Em uma cidade de praia como Porto de Galinhas, turistas e pernambucanos aproveitam os benefícios da música, que parece tocar cada um em um ritmo diferente.

Em um sábado à noite agitado na cidade de Porto de Galinhas, muitas pessoas estavam na rua buscando alguma atividade para fazer. Ainda era janeiro, e com o carnaval se aproximando, a vontade de cair na folia aumenta entre pernambucanos e turistas. Mas, com poucas opções, a maioria acabou indo à praia ou sentando em bares e restaurantes com música cantadas ao vivo. O que, por aqui, não falta. A semana marcava as festividades pela Nossa Senhora do Desterro, muito querida pelos que moram aqui. Um palco estava montado numa das praças da cidade, mas ninguém sabia ao certo da programação aquele dia. Até que por volta das 20 horas, para alegria de todos que estavam na cidade, um show começou. Simone aparentava estar na faixa dos 45 anos, enquanto seu companheiro, na guitarra, 50. E com apenas uma guitarra e sua voz, Simone deu vida a cidade com os mais diversos gêneros musicais. Com funk, sertanejo de todos os tipos, forró, MPB e axé, o casal fez que uma pequena multidão se formasse em volta do palco.

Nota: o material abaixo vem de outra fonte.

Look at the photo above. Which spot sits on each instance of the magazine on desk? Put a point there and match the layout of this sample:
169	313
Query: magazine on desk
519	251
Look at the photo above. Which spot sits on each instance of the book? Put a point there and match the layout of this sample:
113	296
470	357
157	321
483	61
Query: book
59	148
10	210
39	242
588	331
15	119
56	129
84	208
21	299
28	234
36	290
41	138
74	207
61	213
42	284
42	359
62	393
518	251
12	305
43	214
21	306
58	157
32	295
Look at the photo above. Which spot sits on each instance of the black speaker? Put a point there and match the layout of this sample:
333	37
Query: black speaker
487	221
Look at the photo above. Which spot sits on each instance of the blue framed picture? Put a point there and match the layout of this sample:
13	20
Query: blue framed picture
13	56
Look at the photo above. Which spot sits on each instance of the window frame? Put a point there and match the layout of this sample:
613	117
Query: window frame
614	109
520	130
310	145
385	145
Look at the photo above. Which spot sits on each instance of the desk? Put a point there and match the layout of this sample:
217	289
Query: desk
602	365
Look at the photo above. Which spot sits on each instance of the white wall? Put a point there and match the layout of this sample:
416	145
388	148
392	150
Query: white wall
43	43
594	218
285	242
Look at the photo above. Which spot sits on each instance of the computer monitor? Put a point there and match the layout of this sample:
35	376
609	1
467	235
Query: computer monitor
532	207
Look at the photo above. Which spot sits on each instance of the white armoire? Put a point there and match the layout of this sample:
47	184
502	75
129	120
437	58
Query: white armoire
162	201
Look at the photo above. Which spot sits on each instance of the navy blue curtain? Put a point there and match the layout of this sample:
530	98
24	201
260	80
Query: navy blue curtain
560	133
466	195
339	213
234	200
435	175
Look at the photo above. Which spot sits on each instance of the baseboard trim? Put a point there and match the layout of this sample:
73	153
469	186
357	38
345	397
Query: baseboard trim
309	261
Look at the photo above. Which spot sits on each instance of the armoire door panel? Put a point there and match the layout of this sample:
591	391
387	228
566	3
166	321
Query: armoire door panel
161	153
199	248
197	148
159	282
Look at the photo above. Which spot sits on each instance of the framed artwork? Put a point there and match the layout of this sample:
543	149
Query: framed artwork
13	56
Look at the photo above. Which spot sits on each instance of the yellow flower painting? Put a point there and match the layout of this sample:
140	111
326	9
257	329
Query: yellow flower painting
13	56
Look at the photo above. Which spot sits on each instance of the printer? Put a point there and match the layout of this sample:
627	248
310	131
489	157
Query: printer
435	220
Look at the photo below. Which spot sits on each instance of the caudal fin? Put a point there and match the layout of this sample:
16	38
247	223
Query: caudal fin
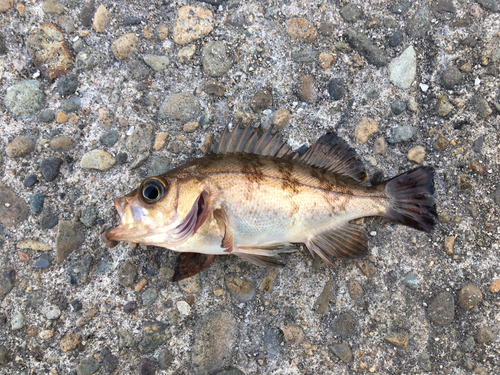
412	198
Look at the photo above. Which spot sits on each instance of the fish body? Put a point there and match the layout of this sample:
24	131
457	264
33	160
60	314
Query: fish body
254	198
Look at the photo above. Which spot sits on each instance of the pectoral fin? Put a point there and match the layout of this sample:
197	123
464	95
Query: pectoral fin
345	242
189	264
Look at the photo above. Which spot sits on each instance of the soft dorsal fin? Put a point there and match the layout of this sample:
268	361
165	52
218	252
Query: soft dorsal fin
334	154
248	140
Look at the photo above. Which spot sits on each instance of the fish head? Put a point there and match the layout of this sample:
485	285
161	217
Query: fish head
161	212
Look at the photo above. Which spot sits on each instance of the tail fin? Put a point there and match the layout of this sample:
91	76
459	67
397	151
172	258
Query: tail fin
412	198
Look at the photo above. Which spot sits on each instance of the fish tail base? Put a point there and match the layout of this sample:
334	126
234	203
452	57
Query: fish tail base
412	198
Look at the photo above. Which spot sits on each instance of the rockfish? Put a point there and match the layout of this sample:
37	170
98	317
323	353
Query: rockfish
252	197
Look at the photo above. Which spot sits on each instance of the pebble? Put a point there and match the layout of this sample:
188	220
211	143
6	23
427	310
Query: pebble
61	143
155	335
78	271
192	24
484	335
147	367
127	274
13	209
301	29
24	99
110	138
69	238
336	88
17	320
420	24
469	296
399	339
186	53
214	342
51	312
109	362
304	55
87	366
451	77
239	288
321	304
182	107
403	69
343	352
67	84
20	146
36	202
155	62
359	41
214	87
403	134
214	58
102	16
124	46
416	154
365	128
293	334
49	51
481	106
149	296
97	159
442	309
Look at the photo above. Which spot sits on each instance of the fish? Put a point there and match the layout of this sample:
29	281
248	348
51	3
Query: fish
253	197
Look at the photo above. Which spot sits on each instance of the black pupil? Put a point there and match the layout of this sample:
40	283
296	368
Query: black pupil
151	193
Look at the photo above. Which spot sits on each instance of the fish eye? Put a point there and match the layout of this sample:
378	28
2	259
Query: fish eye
152	190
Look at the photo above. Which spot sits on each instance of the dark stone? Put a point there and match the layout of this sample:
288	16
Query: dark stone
50	168
359	41
442	309
30	180
78	272
109	362
394	38
165	359
48	219
7	280
36	202
76	305
155	334
67	84
147	367
46	115
87	13
398	107
336	88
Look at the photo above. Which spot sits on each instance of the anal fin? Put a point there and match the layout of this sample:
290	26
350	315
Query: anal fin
189	264
347	241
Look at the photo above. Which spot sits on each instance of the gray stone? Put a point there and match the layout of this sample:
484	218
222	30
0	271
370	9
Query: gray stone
13	209
69	238
78	272
305	55
442	309
403	69
343	352
50	168
420	24
403	134
214	342
24	99
155	335
182	107
215	61
127	274
359	41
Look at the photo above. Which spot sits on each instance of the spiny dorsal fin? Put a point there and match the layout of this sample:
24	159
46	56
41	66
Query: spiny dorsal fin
335	155
248	140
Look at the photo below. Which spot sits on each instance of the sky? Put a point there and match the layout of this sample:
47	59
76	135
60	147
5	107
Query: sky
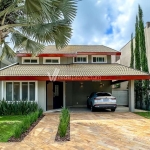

A dupla começou atraindo a atenção de mulheres de meia idade, a maioria estava entre amigas. Depois, alguns jovens não resistiram e tiveram que admitir, o show era mais atrativo que a única balada da cidade. Aos poucos, pessoas de todas as idades e gêneros se aglomeraram para cantar de tudo. Em certo momento, começou uma seleção de músicas animadas, aquelas que todo mundo sabe cantar e dançar. Na frente do palco e apoiadas no chão estavam duas grandes caixas de som, elas tinham um metro e meio de altura por um metro de largura. Duas meninas brancas, uma de vestido florido, aparentava ter 10 anos, outra com uma jardineira, com no máximo 7 anos, sentaram em cima das caixas enquanto seus pais dançavam com os amigos.

Pouco tempo depois, na outra extremidade da praça, dois meninos negros com as mesmas idades sentaram na segunda caixa de som. Ambos estavam sem chinelo, com roupas velhas que não lhe serviam bem, o mais novo estava apenas com uma bermuda rasgada e apertada. Com seus cabelos mal cortados, eles se acomodaram para ver o show. Turistas que estavam por ali decidiram, quase instintivamente, mudar de lugar, uns foram para o meio da praça, outros simplesmente foram perto da outra caixa de som, onde estavam as meninas bem vestidas. O mais velho notou, passou a mão nas costas do mais novo, como quem diz que estava disposto a protegê-lo, e pegou do bolso uma guia azul clara, um adereço de contas usados para proteção em religiões afro descendentes, pela cor deveria ser de Iemanjá. Depois de um tempo segurando, a colocou no pescoço.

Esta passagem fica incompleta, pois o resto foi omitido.